Durante el pasado año los sistemas educativos de Puerto Rico, y el mundo, han tenido que hacer modificaciones en sus mecanismos de enseñanza-aprendizaje debido a las restricciones impuestas para evitar la propagación del COVID-19. Esto ha llevado a implementar clases asistidas por la tecnología en las cuales los estudiantes cumplen con sus tareas desde lugares remotos. Dicha práctica ha creado grandes conflictos éticos para lograr cumplir con los requerimientos de la integridad académica.

La integridad académica es el código moral o política ética de la academia. El término fue acuñado por Don McCabe, quién es considerado como el "abuelo de la integridad académica".​ Este incluye valores tales como evitar el engaño o el plagio; mantenimiento de estándares académicos; honestidad y rigor en la investigación y publicación académica. Por otro lado el Centro Internacional de Integridad Académica (ICAI, por sus siglas en inglés), define la Integridad Académica como un “compromiso, incluso en momentos de adversidad, con la honestidad, la confianza, la justicia, el respeto, el coraje y la responsabilidad. A partir de estos valores fluyen unos principios de comportamiento que permitan a las comunidades académicas traducir ideales en acción”.
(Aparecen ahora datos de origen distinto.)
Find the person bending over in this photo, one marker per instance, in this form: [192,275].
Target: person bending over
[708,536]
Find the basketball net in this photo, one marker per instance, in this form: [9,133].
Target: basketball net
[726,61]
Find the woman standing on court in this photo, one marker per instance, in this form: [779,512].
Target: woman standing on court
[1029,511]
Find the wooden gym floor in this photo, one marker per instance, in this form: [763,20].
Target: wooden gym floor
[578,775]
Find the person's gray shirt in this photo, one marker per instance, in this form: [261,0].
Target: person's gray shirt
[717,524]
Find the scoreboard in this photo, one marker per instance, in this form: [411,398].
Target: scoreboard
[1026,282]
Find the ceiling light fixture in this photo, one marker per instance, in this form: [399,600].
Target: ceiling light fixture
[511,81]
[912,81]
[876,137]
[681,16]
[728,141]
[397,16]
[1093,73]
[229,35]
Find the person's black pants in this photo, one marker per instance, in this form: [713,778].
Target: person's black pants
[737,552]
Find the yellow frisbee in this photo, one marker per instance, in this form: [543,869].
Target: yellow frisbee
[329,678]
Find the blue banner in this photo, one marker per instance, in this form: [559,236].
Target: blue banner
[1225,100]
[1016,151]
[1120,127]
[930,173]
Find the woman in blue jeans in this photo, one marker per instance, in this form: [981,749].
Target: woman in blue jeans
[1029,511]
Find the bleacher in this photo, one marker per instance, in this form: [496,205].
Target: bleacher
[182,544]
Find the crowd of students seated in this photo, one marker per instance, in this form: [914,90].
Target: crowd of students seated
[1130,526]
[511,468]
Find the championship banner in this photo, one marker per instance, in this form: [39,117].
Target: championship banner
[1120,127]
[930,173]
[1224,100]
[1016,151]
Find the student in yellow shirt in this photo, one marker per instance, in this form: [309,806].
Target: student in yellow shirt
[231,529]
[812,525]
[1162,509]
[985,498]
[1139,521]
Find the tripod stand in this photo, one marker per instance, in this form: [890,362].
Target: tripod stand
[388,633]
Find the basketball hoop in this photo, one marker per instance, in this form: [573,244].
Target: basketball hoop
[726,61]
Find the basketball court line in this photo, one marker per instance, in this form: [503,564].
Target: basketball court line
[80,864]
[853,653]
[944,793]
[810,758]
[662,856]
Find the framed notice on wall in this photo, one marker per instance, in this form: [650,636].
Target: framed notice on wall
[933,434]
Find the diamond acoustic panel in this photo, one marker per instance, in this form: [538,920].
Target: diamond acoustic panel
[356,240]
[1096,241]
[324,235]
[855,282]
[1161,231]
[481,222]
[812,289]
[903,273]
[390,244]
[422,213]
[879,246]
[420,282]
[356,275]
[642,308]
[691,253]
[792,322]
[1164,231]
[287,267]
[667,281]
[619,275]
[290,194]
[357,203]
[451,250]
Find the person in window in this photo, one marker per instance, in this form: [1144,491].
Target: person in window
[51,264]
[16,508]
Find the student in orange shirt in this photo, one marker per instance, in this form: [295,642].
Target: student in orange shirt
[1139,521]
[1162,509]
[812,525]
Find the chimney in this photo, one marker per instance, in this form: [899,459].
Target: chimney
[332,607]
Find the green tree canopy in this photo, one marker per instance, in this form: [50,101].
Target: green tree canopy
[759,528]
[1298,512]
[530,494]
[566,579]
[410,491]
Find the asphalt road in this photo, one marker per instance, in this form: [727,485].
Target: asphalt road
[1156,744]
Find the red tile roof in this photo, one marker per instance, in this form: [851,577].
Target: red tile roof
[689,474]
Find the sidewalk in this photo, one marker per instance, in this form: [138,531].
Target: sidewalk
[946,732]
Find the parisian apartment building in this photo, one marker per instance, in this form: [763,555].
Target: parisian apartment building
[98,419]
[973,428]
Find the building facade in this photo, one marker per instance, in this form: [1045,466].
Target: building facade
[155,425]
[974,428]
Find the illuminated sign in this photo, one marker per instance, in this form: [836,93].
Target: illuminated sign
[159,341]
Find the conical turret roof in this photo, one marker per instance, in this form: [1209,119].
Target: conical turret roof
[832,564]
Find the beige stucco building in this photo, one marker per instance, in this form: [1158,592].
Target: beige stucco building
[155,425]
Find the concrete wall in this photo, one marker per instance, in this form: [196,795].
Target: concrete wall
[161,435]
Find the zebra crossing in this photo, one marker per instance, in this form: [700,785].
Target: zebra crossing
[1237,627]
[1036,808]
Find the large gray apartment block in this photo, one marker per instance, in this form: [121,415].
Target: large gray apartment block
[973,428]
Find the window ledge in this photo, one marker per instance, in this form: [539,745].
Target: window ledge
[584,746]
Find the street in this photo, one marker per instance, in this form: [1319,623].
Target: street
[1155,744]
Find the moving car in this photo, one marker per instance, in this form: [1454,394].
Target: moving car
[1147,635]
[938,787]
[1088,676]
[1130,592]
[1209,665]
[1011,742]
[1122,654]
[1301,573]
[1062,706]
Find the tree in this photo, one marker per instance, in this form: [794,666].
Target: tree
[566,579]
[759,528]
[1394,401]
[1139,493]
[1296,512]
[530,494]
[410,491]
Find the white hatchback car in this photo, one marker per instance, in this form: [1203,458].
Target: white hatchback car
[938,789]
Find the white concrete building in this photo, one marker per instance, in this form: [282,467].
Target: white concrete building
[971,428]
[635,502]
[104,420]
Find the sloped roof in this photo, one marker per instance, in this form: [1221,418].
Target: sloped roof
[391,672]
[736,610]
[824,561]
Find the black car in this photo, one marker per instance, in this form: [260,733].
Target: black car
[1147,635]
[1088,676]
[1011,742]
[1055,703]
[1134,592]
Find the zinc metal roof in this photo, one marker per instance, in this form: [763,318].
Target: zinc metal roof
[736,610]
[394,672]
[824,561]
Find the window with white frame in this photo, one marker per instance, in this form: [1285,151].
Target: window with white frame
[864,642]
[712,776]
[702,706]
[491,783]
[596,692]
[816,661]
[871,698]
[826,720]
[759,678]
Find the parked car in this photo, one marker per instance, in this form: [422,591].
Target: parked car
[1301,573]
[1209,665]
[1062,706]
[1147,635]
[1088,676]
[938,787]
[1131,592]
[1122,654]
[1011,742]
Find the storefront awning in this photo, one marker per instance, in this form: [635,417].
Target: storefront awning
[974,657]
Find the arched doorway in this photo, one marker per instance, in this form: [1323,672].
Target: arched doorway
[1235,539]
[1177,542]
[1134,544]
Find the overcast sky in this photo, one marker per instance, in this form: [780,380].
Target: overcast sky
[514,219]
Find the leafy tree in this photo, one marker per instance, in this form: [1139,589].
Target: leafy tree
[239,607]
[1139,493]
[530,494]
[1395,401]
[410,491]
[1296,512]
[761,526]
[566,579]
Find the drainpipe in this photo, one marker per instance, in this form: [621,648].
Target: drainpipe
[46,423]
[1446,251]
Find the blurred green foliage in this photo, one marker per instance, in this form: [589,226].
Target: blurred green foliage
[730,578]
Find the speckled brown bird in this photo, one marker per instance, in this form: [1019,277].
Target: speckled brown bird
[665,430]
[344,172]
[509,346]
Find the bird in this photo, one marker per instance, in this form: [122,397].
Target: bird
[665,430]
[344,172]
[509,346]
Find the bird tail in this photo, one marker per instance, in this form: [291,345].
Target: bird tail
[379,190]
El objetivo de esta actividad es dialogar sobre las implicaciones que ha tenido la pandemia y los “cursos asistidos por la tecnología” en la integridad académica desde el contexto universitario. Se discutirán aspectos filosóficos que atiendan la base de la integridad académica y las raíces de los problemas que se han acentuado con la distancia de la pandemia. También se discutirán las herramientas pedagógicas que se tienen disponibles para sobrellevar estos problemas.